Conducted by the Stanford Graduate School of Education led by professor Sam Wineburg, a team of researchers surveyed 7,804 students from middle school to college in 12 states, CBS San Francisco reports.

Wineburg found that 82% of middle school students could not identify which articles were native ad sponsored content from the legitimate stories. In addition, close to 40% of high school students didn’t bother questioning an unsourced photo of deformed daisies that had a headline on Japan’s Fukushima nuclear plant. Researchers said the photo was in no way connected to Fukushima.

In a press release, Wineburg said,

Many people assume that because young people are fluent in social media they are equally perceptive about what they find there. Our work shows the opposite to be true.

The researchers began working on the project in January 2015, well before the controversy on dubious social media stories erupted following Donald Trump’s upending win.

The study originally focused on news literacy, including the ability of students to judge Facebook and Twitter feeds, comments on news site forums, blog posts, photos and other forms of digital media that touch on public opinion.

The researchers did test how well students grasped political matters before Election Day. Participating students were asked to evaluate two Facebook posts announcing Trump’s presidential candidacy.

In the experiment, one of the posts was said to be from a verified Fox News account while the other was from an account that appeared to be Fox News. Only a fourth of the participants recognized the importance of the blue-checked or verified account.
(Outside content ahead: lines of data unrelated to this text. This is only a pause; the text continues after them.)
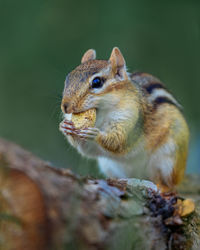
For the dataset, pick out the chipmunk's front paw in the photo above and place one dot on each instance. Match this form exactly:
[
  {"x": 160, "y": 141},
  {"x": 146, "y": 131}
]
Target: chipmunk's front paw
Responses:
[{"x": 68, "y": 128}]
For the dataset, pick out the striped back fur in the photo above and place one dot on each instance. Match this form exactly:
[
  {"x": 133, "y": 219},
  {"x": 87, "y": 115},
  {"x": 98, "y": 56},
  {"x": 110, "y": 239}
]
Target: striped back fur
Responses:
[{"x": 154, "y": 90}]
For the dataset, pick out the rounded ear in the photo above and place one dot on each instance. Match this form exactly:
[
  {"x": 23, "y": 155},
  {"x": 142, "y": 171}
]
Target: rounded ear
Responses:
[
  {"x": 89, "y": 55},
  {"x": 118, "y": 63}
]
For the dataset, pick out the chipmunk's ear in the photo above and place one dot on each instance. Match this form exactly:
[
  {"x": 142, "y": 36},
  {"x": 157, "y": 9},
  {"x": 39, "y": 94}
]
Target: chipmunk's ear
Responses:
[
  {"x": 89, "y": 55},
  {"x": 118, "y": 63}
]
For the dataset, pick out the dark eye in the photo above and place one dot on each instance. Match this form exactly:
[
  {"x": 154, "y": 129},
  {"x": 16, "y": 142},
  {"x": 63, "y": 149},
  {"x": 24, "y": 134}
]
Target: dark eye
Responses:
[{"x": 97, "y": 82}]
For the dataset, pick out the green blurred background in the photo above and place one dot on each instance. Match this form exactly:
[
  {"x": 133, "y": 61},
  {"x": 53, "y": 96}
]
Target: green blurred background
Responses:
[{"x": 41, "y": 41}]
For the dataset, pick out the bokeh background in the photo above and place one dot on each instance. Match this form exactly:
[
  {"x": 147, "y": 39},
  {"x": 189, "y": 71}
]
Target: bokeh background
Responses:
[{"x": 41, "y": 41}]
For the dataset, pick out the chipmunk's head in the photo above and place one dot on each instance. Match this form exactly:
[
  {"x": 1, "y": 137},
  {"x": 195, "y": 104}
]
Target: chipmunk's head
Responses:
[{"x": 91, "y": 84}]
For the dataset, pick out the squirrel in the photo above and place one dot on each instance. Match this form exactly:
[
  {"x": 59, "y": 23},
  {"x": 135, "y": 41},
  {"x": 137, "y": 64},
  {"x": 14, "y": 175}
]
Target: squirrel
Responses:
[{"x": 140, "y": 130}]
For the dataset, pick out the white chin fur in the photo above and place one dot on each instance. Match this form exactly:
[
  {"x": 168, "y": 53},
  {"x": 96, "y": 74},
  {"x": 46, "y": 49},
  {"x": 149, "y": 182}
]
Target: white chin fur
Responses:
[{"x": 68, "y": 116}]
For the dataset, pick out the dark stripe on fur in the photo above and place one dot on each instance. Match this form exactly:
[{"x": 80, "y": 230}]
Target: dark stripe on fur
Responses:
[
  {"x": 153, "y": 85},
  {"x": 163, "y": 99}
]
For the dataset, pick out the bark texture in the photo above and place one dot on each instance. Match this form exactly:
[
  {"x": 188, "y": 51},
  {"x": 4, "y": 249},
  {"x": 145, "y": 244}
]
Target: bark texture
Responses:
[{"x": 43, "y": 207}]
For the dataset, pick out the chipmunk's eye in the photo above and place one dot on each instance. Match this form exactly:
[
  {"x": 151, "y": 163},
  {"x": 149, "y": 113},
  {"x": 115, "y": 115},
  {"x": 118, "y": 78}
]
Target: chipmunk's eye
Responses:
[{"x": 97, "y": 82}]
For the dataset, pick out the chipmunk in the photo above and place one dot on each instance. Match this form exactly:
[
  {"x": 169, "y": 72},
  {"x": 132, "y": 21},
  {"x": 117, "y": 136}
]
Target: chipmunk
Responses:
[{"x": 140, "y": 130}]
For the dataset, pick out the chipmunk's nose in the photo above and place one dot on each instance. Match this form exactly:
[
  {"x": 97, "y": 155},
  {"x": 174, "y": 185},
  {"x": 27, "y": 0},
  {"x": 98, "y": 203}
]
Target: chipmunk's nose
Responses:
[{"x": 66, "y": 107}]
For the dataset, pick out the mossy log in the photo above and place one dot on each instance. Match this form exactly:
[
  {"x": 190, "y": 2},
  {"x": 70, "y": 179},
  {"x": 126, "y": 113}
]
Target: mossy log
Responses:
[{"x": 43, "y": 207}]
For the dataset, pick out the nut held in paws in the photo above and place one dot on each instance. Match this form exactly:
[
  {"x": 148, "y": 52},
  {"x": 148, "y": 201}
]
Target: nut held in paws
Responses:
[{"x": 84, "y": 119}]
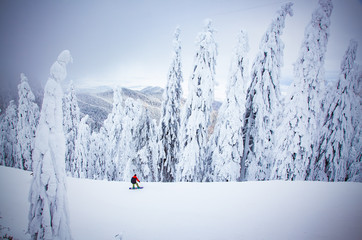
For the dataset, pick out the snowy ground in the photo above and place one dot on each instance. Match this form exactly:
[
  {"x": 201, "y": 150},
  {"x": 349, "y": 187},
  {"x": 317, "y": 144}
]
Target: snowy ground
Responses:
[{"x": 249, "y": 210}]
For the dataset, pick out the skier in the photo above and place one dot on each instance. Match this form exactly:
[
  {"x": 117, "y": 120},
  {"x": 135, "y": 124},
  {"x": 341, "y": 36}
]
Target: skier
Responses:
[{"x": 134, "y": 181}]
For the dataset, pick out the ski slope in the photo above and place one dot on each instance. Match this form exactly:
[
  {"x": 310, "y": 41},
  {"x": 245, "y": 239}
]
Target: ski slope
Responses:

Over 30% of the students said that the fake account was more trustworthy because it contained some visual elements.

On studying Google searches, the researchers found that results were often “more challenging with politically charged topics” for students.

Wineburg said that the next step would be for the research team to come up with lesson plans and videos to help teachers better educate students on the importance of gathering legitimate information on digital platforms.

He said, “As recent headlines demonstrate, this work is more important now than ever.”